Assessing earth system model predictions of C 4 grass cover in North America: From the glacial era to the end of this century

Aim C 4 grasses are distinct from C 3 grasses, because C 4 grasses respond in a different manner to light, temperature, CO 2 and nitrogen and often have higher resource‐use efficiencies. C 3 and C 4 grasses are typically represented in earth system models (ESMs) by different plant functional types (PFTs). The ability of ESMs to capture C 4 grass biogeography and ecology across differing time periods is important to assess, given the crucial role they play in ecosystems and their divergent responses to global change. Location North America. Time periods Last Glacial Maximum (LGM), historical modern period ( ca . 1850) and end of this century.
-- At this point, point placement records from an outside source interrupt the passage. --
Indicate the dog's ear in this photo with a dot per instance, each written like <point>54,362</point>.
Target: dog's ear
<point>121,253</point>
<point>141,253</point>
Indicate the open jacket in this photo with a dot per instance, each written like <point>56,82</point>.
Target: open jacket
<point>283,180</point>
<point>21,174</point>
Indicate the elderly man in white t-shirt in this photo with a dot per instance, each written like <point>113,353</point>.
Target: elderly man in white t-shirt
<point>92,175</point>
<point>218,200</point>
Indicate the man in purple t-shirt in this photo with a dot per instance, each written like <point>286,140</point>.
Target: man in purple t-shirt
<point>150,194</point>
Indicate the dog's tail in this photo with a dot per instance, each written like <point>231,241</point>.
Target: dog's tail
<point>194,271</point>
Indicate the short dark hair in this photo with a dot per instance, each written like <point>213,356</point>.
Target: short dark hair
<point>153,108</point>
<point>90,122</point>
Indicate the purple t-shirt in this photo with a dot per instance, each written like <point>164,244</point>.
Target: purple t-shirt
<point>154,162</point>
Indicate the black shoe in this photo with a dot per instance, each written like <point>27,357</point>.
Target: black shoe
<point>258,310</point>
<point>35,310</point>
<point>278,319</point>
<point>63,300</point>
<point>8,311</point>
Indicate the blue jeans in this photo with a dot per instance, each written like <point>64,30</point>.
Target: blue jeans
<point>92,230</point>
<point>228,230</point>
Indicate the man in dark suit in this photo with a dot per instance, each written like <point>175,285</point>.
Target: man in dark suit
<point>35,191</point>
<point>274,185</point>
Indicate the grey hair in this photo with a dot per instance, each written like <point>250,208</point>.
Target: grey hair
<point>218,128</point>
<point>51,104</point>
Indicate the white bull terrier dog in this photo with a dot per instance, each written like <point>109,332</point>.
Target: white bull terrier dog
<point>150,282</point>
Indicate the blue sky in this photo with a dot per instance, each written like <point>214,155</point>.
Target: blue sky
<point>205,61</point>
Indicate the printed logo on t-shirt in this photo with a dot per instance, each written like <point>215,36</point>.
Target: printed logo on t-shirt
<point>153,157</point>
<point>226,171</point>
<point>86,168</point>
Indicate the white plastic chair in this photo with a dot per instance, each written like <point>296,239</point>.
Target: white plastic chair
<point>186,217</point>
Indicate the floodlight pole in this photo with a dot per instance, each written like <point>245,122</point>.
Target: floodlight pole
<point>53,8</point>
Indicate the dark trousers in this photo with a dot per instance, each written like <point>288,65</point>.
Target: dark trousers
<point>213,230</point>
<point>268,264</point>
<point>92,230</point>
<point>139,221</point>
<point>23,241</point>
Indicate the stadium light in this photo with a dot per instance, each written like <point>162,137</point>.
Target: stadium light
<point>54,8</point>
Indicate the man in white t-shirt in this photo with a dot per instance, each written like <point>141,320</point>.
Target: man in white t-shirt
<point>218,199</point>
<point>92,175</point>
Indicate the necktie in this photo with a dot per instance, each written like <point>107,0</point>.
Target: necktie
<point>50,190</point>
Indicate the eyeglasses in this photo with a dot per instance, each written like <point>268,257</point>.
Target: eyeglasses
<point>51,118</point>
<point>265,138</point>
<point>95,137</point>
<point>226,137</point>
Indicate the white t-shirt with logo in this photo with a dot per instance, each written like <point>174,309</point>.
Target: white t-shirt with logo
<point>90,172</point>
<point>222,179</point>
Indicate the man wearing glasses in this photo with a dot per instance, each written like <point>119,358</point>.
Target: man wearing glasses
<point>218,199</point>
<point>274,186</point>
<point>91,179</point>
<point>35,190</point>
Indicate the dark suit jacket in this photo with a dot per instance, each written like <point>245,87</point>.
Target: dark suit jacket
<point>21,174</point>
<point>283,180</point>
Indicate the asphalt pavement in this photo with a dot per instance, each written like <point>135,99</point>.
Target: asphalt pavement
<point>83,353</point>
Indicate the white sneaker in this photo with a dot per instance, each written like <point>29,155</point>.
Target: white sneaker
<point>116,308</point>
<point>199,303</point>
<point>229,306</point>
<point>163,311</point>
Major taxa studied C 4 grasses. Methods Proxy data representing relative cover and productivity of C 4 grasses were collated, including carbon isotope ratios of soil carbon and animal grazer tissue, and vegetation plot data in undisturbed grasslands. We selected available model predictions of C 4 PFT percentage cover. Models were compared against one another and assessed against proxy data at key time points: the LGM, the historical modern period before widespread grassland conversion to agriculture, and the end of this century. Results We highlight large differences among model predictions of percentage C 4 grass cover across North America: all pairwise combinations have correlations < .5, and most are < .2. Models also do not capture spatial patterns of the percentage C 4 grass cover from proxy data, during either the LGM or the historical modern period. Models generally under‐predict percentage C 4 grass cover, particularly during the historical modern period. Main conclusions Earth system models do not accurately represent the biogeography of C 4 grasses across a range of time‐scales, and their outputs do not agree with one another. We suggest model improvements to represent this crucial functional type better, including more collection and greater integration of C 3 and C 4 grass trait data, explicit representations of tree–grass competition for water, and a greater focus on disturbance ecology.